Quantitative real-time polymerase chain reaction (qRT-PCR)

Tissue specimens (19 pairs of human GC and their adjacent tissues) were collected, snap-frozen in liquid nitrogen, and stored at −80°C before RNA extraction. Total RNA was extracted from frozen samples using Trizol reagent (Invitrogen, Carlsbad, CA, USA). The 260/280 ratios of isolated RNA samples were all between 1.8~2.0 and the RNA quality confirmed with the appearance and ratio of 28s and 18s fragments via agarose gel electrophoresis. Two μg of total RNA was used to generate cDNA by reverse transcription with a PrimeScript™ RT reagent kit (Takara, Glen Burnie, MD) following the manufacturer's instructions. qRT-PCR analysis was performed to determine AREG mRNA expression with ACTB expression serving as the internal control for normalization and quantification. The primers to amplify human ACTB were as follows: forward, 5′- TGGAGAAAATCTGGCACCAC-3′ and reverse, 5′-GATGATGCCTCGTTCTAC-3′, and the AREG primers were: forward, 5′-GCTGTCGCTCTTGATAC TCG-3′, and reverse,5′-ACGCTTCCCAGAGTAGGT GT-3′(Genescript. Nanjing, China). The qRTPCR reaction was conducted at a final volume of 20 μL containing 2 μL of cDNA template (corresponding to ~40 ng of retro-transcribed total RNA), 20 nmol/L of each primer, and 2× SYBR Green PCR Master Mix (10 μL; Applied Biosystems). PCR amplification was performed in an ABI PRISM 7500HT Sequence Detection System (Applied Biosystems, Foster City, CA, USA) in 96-well plate format.
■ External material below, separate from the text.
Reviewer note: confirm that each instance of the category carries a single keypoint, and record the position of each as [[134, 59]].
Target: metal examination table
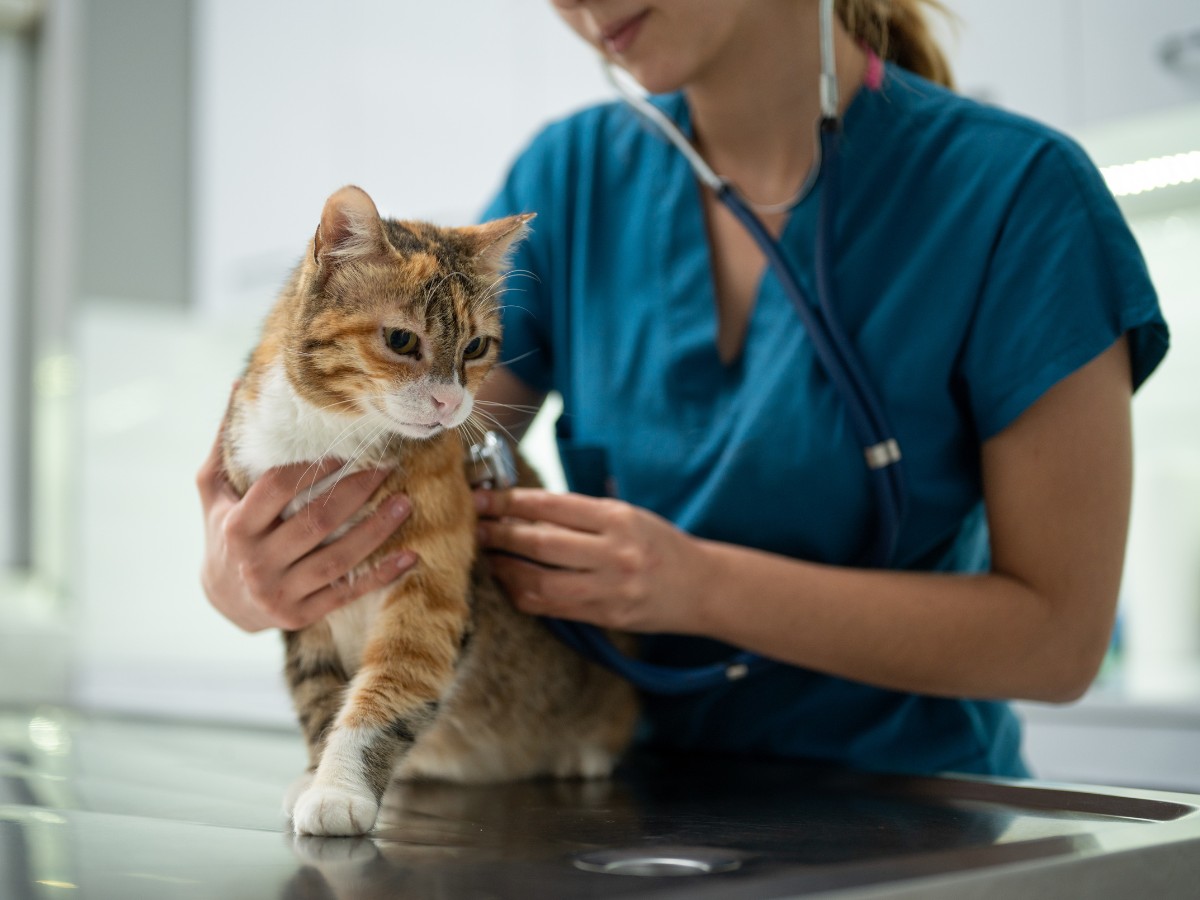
[[105, 807]]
After an initial 2 min hold at 50°C to allow AmpErase-UNG activity and 10 min at 95°C, amplification was performed at 95°C for 15 sec and 58°C for 1 min for 40 cycles. Samples were run in triplicate, Ct values were collected, and AREG mRNA levels for each sample were calculated using the 2−ΔΔCt method [41-43].

Statistical analysis

Data were analyzed using SPSS 18.0 statistical software (SPSS Inc., Chicago, IL). Student's t test and Pearson χ2 tests were performed to determine if there was a statistically significant difference between groups. The X-tile software program (The Rimm's Lab at Yale University; http://medicine.yale.edu/lab/rimm/research/software.aspx) was used for statistical analysis of the IHC data after it was converted into binary data (“no or low” versus “high”) using pre-determined cutoff values [44]. Both the Kaplan-Meier method and a log-rank test were implemented to evaluate if there was a significant difference in the OS of the patients. The univariate and multivariate hazard ratios for the variables were analyzed by a Cox proportional hazards model. A p-value of less than 0.05 was considered statistically significant.